Antes de que se corrompan las cuentas bancarias, se corrompen las palabras. Antes de la comisión del delito, se tuerce la conciencia. Y cuando esa corrupción del lenguaje entra por la puerta grande en los espacios cristianos, el daño se multiplica.
Partidos “puros” que juegan sucio con el lenguaje
Hoy existen partidos que se presentan como “puros”, defensores de filosofías de derecha, con discursos de orden, libertad y familia, e incluso con un claro matiz religioso, aunque insistan en que “no mezclan religión y política”. El problema no es que se identifiquen con una determinada corriente ideológica; el problema comienza cuando las definiciones de esos términos que deberían identificarlos resultan sencillamente falsas.

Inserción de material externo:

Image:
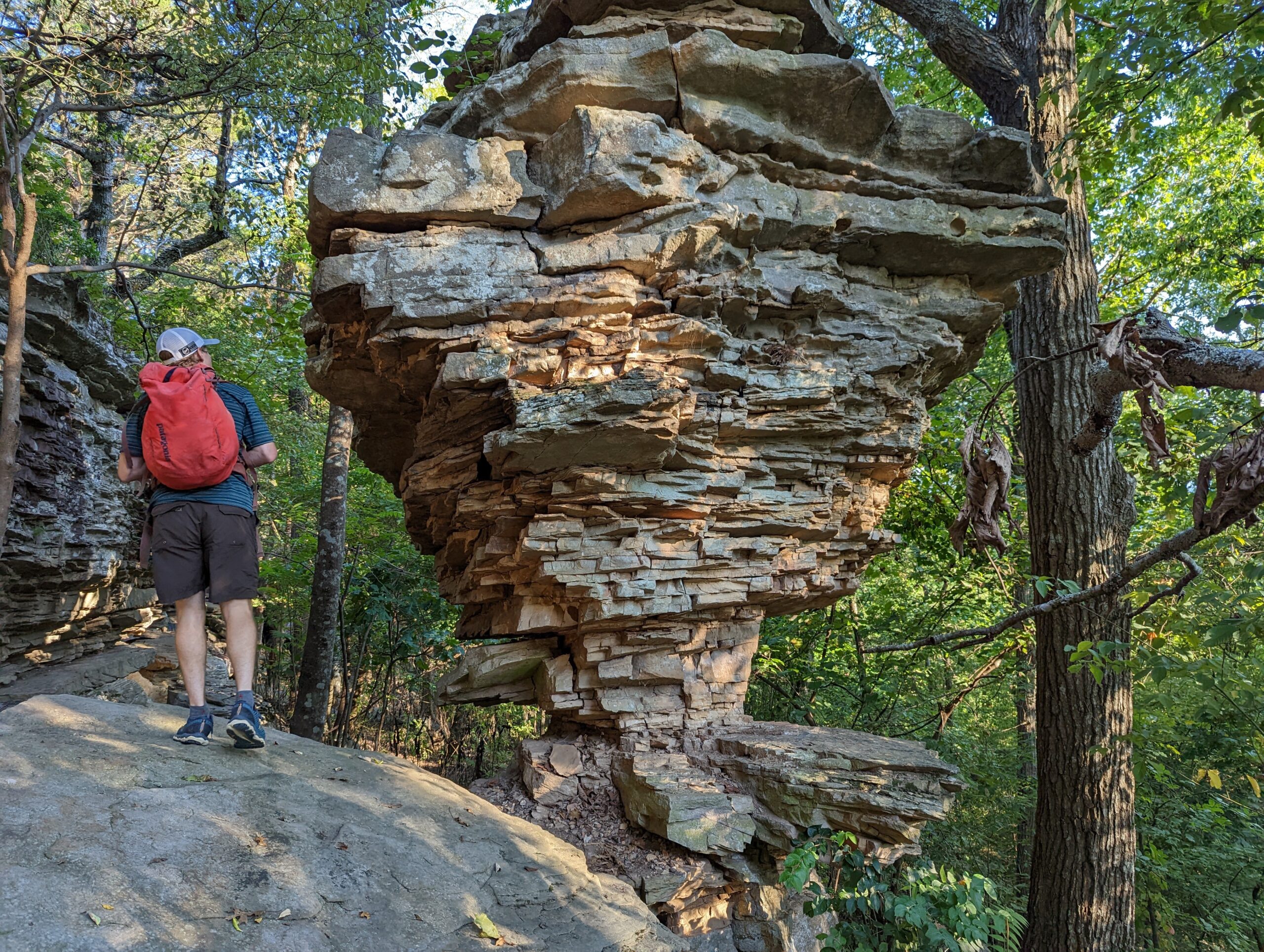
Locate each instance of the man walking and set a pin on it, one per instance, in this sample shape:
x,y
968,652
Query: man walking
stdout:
x,y
181,436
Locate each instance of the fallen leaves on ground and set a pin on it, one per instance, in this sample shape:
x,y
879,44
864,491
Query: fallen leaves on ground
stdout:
x,y
487,930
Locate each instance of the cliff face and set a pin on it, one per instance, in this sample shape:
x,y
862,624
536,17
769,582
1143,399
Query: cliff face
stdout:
x,y
644,329
69,581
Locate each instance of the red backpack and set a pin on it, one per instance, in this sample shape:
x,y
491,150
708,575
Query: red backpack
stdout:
x,y
189,439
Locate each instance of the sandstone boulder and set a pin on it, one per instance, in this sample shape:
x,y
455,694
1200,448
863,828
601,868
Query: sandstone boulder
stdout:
x,y
814,111
531,100
549,19
70,586
675,406
415,179
745,26
604,163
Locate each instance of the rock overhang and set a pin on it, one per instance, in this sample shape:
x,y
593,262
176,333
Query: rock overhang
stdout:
x,y
644,366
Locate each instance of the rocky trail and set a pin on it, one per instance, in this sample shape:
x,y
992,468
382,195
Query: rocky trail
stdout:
x,y
112,836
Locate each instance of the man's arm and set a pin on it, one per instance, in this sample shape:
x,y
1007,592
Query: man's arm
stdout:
x,y
132,467
260,456
133,472
258,448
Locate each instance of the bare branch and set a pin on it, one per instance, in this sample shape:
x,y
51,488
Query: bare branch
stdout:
x,y
946,712
971,53
155,270
1192,572
218,229
1185,362
1168,549
1239,471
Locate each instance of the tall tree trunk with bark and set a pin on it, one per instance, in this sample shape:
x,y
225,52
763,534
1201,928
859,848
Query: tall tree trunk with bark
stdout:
x,y
103,159
17,236
1024,721
316,673
1080,509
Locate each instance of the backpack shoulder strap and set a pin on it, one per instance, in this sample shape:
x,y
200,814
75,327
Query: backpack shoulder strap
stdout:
x,y
139,409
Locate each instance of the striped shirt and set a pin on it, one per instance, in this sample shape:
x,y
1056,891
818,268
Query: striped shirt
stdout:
x,y
252,432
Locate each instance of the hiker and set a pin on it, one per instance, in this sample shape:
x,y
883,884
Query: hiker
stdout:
x,y
198,440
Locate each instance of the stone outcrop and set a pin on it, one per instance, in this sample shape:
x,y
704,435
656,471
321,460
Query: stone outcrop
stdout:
x,y
675,402
70,586
300,846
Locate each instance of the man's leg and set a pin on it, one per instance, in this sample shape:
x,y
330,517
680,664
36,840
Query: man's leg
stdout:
x,y
242,636
234,564
191,646
180,577
244,725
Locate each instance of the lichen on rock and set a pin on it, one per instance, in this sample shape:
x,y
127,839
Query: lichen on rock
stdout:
x,y
676,400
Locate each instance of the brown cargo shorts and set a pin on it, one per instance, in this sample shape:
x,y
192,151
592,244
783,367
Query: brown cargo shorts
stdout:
x,y
200,547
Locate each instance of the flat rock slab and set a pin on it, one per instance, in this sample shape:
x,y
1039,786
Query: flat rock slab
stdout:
x,y
100,812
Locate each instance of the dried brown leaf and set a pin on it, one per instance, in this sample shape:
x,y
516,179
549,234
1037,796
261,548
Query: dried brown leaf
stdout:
x,y
1154,430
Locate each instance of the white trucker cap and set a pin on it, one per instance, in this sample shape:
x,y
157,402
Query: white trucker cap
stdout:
x,y
179,343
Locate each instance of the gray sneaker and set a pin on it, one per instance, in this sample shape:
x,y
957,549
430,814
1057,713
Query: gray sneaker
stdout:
x,y
197,730
244,727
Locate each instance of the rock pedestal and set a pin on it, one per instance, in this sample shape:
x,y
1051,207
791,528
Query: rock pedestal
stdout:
x,y
644,329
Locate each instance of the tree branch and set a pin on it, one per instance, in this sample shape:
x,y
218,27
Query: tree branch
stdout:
x,y
155,270
218,229
971,53
1168,549
1192,572
1184,362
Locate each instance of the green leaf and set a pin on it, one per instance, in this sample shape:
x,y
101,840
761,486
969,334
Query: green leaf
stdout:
x,y
486,927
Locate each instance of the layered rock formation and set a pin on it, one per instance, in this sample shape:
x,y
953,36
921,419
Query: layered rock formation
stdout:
x,y
70,587
644,329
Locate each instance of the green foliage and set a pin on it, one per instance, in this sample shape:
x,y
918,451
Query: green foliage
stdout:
x,y
899,908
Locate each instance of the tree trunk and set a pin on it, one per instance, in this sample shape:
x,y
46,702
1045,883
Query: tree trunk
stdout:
x,y
103,159
16,242
1082,896
1080,511
1024,720
315,674
10,427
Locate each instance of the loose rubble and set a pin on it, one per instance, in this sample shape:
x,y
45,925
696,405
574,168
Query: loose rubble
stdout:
x,y
645,375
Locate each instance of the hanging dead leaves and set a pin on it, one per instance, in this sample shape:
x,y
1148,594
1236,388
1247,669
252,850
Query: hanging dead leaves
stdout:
x,y
988,470
1239,471
1119,343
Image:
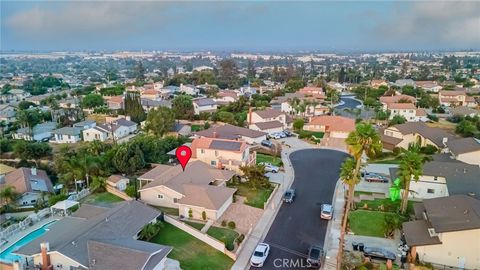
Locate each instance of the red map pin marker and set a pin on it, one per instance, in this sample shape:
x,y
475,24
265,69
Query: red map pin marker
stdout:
x,y
183,154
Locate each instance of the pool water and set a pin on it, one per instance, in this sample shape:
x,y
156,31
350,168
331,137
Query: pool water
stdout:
x,y
7,256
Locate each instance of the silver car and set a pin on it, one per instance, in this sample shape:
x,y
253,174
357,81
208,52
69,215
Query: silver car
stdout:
x,y
326,211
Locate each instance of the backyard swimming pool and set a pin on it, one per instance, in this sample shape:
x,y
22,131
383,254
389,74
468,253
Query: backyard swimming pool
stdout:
x,y
7,256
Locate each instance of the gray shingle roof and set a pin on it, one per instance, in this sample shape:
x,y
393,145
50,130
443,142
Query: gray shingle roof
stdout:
x,y
462,146
204,101
71,235
125,254
453,213
269,125
230,132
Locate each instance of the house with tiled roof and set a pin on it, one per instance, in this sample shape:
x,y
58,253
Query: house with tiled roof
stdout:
x,y
231,132
204,105
446,232
268,120
465,149
200,188
414,132
456,98
99,238
223,153
30,183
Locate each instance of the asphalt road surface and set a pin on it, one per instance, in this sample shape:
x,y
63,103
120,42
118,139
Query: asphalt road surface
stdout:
x,y
298,225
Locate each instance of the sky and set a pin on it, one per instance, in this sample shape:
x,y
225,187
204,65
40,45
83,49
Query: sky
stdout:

Se habla de “conservadurismo” mientras se ignora por completo la tradición intelectual que va de Edmund Burke a Roger Scruton, pasando por toda una herencia que entiende el conservadurismo como amor a la verdad, respeto a la ley, al orden moral y a las instituciones, no como mero resentimiento identitario ni como eslogan electoral.[1] El conservadurismo serio es una defensa de la herencia moral de Occidente, del estado de derecho y de la relación necesaria entre libertad y orden, nunca una colección de consignas a la carta para la coyuntura del día.[1]
Aquí solo hay dos posibilidades.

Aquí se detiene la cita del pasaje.